= Calling All Stars (1934 musical) =

1934 musical revue

Calling All Stars is a 1934 musical revue with music by Harry Akst, lyrics by Lew Brown, and orchestrations by Hans Spialek and Conrad Salinger. Featuring separate segments of sketch comedy rather than a unified plot, the dialogue of the musical was written by Lew Brown, A. Dorian Otvos, Alan Baxter, Home Fickett, William K. Wells and H.I. Philips. Al Goodman served as the original production's music director which was produced and directed by Lew Brown. Sara Mildred Strauss and Maurice L. Kussel choreographed the show, Nat Karson designed the sets, Billi Livingston designed the costumes, and Abe Feder designed the lighting.

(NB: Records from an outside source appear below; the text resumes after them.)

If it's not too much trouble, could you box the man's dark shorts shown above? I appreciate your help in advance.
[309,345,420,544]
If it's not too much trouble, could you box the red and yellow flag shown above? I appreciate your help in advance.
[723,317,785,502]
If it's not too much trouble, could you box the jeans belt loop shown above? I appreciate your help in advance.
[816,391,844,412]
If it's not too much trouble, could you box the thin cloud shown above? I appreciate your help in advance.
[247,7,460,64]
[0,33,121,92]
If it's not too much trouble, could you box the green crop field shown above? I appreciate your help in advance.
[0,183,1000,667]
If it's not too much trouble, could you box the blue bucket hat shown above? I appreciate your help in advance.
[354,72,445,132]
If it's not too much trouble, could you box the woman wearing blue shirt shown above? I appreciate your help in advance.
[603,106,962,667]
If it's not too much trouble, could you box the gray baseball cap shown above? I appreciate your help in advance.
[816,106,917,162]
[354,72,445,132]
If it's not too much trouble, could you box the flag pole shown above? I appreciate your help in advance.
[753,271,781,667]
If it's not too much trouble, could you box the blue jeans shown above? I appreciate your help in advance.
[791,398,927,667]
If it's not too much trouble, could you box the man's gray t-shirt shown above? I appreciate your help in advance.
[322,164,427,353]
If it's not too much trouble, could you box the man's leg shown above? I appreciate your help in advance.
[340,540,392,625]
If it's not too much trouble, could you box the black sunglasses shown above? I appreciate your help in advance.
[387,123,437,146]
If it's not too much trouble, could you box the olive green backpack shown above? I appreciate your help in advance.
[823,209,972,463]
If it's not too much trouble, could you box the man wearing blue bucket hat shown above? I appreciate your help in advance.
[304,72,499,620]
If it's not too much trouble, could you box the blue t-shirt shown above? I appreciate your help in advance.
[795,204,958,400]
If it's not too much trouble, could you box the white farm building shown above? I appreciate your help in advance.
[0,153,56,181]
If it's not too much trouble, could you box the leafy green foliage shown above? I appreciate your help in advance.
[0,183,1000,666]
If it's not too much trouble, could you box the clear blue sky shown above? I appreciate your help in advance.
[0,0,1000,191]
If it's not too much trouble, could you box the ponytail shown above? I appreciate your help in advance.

The musical premiered at the Boston Opera House on November 23, 1934 for tryout performances before moving to Broadway. The production opened on Broadway at the Hollywood Theatre on December 13, 1934 with a cast led by Lou Holtz, Phil Baker, Mitzi Mayfair, Everett Marshall, Sara Mildred Strauss, Patricia Bowman, Judy Canova, Peggy Taylor, Martha Raye, Jack Whiting, Estelle Jayne, Harry McNaughton., and Ella Logan in her American debut. The production closed after 36 performances on January 12, 1935.